This project demonstrates data modeling and transformation using dbt (Data Build Tool), with the final data stored in Amazon Redshift Serverless. It follows data engineering best practices, including version control, modularization, testing, and documentation.
Using simulated mobile sales data, this project showcases how to transform raw transactional data into clean, analytics-ready models.

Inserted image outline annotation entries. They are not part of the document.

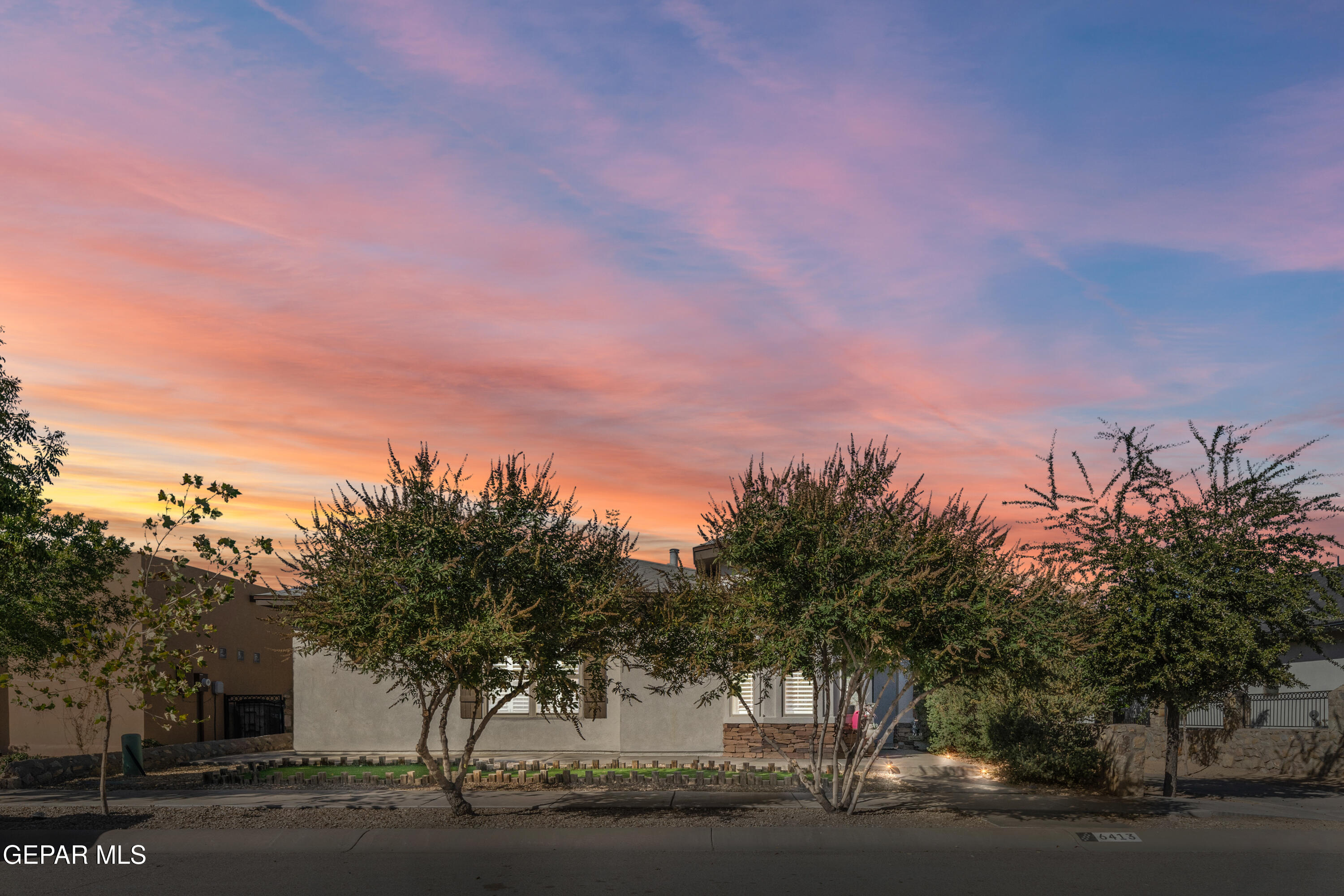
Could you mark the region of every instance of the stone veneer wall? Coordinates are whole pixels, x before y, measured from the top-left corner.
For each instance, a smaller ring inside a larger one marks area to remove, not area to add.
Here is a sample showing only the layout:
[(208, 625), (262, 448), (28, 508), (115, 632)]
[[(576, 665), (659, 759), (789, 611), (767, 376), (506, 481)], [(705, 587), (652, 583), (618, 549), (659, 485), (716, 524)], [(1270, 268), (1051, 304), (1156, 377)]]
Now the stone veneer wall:
[[(1106, 754), (1106, 786), (1114, 794), (1140, 795), (1145, 770), (1163, 774), (1167, 731), (1157, 715), (1152, 727), (1106, 725), (1097, 746)], [(1344, 688), (1331, 692), (1324, 728), (1183, 728), (1177, 774), (1344, 776)]]
[(1102, 780), (1107, 793), (1117, 797), (1144, 795), (1144, 764), (1149, 744), (1161, 729), (1148, 725), (1105, 725), (1097, 747), (1106, 754)]
[[(167, 747), (145, 747), (145, 771), (172, 768), (196, 759), (211, 756), (233, 756), (249, 752), (270, 752), (293, 750), (294, 735), (266, 735), (265, 737), (234, 737), (233, 740), (204, 740), (191, 744), (169, 744)], [(55, 756), (51, 759), (26, 759), (11, 763), (0, 778), (0, 789), (40, 787), (70, 778), (86, 778), (98, 774), (102, 754), (81, 754), (78, 756)], [(121, 774), (121, 751), (108, 754), (108, 774)]]
[[(812, 748), (812, 732), (816, 725), (806, 723), (762, 723), (762, 728), (769, 732), (777, 744), (784, 747), (785, 754), (802, 756)], [(825, 744), (829, 748), (835, 739), (835, 725), (827, 725)], [(755, 725), (747, 723), (727, 721), (723, 724), (723, 755), (742, 756), (743, 759), (765, 759), (777, 756), (773, 747), (766, 744)]]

The transformations are performed with dbt, ensuring data consistency, quality validation, and documentation automation.
• Amazon Redshift Serverless → Data warehouse for analytical storage
• dbt (Data Build Tool) → SQL transformations, testing, and documentation
• Python 3.12 → Runtime environment for dbt via Poetry
• Poetry → Dependency and environment management
• WSL2 (Ubuntu 24.04) → Linux development environment within Windows
• Git & GitHub → Version control and project hosting
• CLI (Command Line Interface) → dbt operations (dbt run, dbt test, etc.)
| Layer | Model | Description |
|---|---|---|
| Raw Layer | raw_mobile_sales |
Original unprocessed data |
| Clean Layer | clean_mobile_sales |
Aggregated and standardized model by brand and product |
• Implemented and validated through dbt tests:
• not_null → Ensures mandatory columns contain no null values
• unique → Validates uniqueness of key identifiers (e.g., marca)
• accepted_values → Removed intentionally after a failed test to maintain integrity
1 - Install dependencies with Poetry
poetry install
2 - Configure dbt connection
• Update your profiles.yml with Redshift Serverless credentials.
3 - Clean project build
poetry run dbt clean
4 - Run dbt models
Run dbt models
5 - Execute dbt tests
poetry run dbt test
• Successful dbt model execution:
poetry run dbt run
• Passed dbt tests:
poetry run dbt test
• Query results on Redshift:
SELECT * FROM clean_mobile_sales;
| marca | produto | total_vendido | receita_total |
|---|---|---|---|
| Samsung | Galaxy A52 | 100 | 1500 |
| Apple | iPhone 13 | 50 | 5000 |
| Xiaomi | Redmi Note 11 | 200 | 1000 |
• How to model and transform data using dbt + Redshift
• Implementing data quality tests and modular SQL design
• Managing dependencies and environments with Poetry
• Executing dbt pipelines in a Linux environment (WSL2)